Amis, Citoyens, Camarades,


La Fédération nationale de la Libre Pensée se réjouit du succès de ce rassemblement laïque européen qui est inédit à cette échelle. Nous tenons à remercier tous ceux qui sont venus des quatre horizons de l’Europe et aussi tous ceux viennent des différents points de notre hexagone et qui ont voyagé des heures pour marquer leur volonté de travailler en commun pour le triomphe de la laïcité en Europe.

31 associations de 13 pays apportent leur concours aujourd’hui pour empêcher que la roue de l’Histoire tourne à l’envers. Nous ne parlons pas tous la même langue. Nous n’avons pas tous la même histoire. Nos actions peuvent être différentes, selon que l’on soit libre penseur, humaniste, rationaliste ou simplement laïque.

Mais tous, nous voulons le triomphe absolu de la liberté de conscience. Tous, nous voulons que l’homme soit enfin libre dans des sociétés débarrassées de l’obscurantisme et des oppressions. Tous, nous refusons que les êtres humains continuent de plier sous le fardeau des cléricalismes et des fanatismes religieux.

Notre combat commun s’appelle émancipation humaine, notre outil est partout la séparation des Eglises et des Etats, notre but est la liberté de conscience garantie par la laïcité.

Ce que nous revendiquons dans notre pays, dans tous les pays et sur tous les continents : c’est la marche en avant de l’Humanité vers la pleine lumière de la liberté commune. Ce nous voulons, c’est que les peuples brisent à tout jamais leurs chaînes, toutes leurs chaînes, religieuses, économiques, politiques et ethniques.

La National Secular Society d’Angleterre et la Libre Pensée française, qui sont les organisations historiques constitutives de l’Internationale de la Libre Pensée, ont pris l’initiative de lancer un appel à tous les partisans de la laïcité en Europe pour qu’ensemble nous nous opposions au projet néfaste et réactionnaire de l’Article 51 de la Constitution européenne.

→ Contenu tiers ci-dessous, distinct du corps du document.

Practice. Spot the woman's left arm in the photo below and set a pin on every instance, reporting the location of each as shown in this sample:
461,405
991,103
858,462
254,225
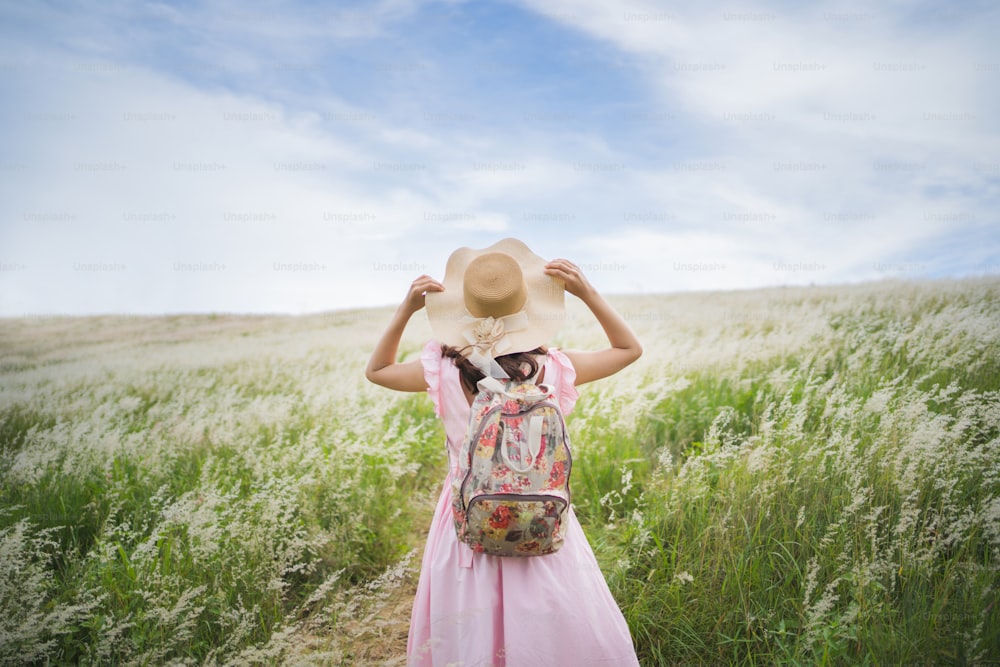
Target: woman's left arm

Cet appel a été entendu dans toute l’Europe et même au-delà. Dans le nouveau Monde, de l’autre côté de l’Atlantique, nous avons reçu le soutien de notre ami libre penseur Fred Whitehead du Kansas, des associations des athées et aussi celui, qui nous est particulièrement cher, du Mouvement Laïque Québécois.

Nous ne sommes pas seuls. Dans le monde entier, on nous regarde et on attend de nous que nous soyons dignes de nos ancêtre qui, de la civilisation gréco-latine à la Renaissance et les Lumières, de la Révolution française à la révolution européenne de 1848 et de la Commune de Paris, de la fondation de l’Ecole laïque républicaine à la grande de loi de séparation de 1905 ; ont fait triompher la liberté de conscience.

Il ne faut pas reculer en Europe, car tous nos acquis dans nos pays respectifs sont autant de point d’appui pour les peuples en marche pour leur liberté sur tous les continents. Défendre la laïcité partout où elle existe, la conquérir partout où elle manque, tel est notre combat commun que nous menons avec le concours précieux de l’Union Internationale Humaniste et Laïque. L’Internationale de la laïcité existe, nous l’avons rencontré, elle s’appelle IHEU.

La séparation des Eglises et de l’Etat est une des conditions nécessaires pour instaurer une véritable concorde entre tous, dans chaque peuple et entre chaque peuple. Pour nous, le centre du problème n'est pas de se limiter à ce que les laïques, les Humanistes, les Athées et les Libres Penseurs aient les mêmes droits que les croyants et que nos associations aient les mêmes privilèges que les Eglises. Il faut frapper au cœur du cléricalisme et réclamer la totale séparation des Eglises et des Etats. Nous ne revendiquons pas que les partisans de la séparation soient une communauté à côté de celles des Eglises et des religions.

Nous voulons la séparation totale des Eglises et des Etats qui, seule, garantie des droits égaux pour tous. Nous refusons l'apartheid philosophique avec un "développement séparé" pour nous et les croyants. Nous combattons pour l'égalité absolue qui impose la laïcité de l'Ecole publique et de l'Etat. Que nous importe de toucher des subsides publics comme les Eglises, nous voulons la liberté totale garantie par la neutralité métaphysique des Etats.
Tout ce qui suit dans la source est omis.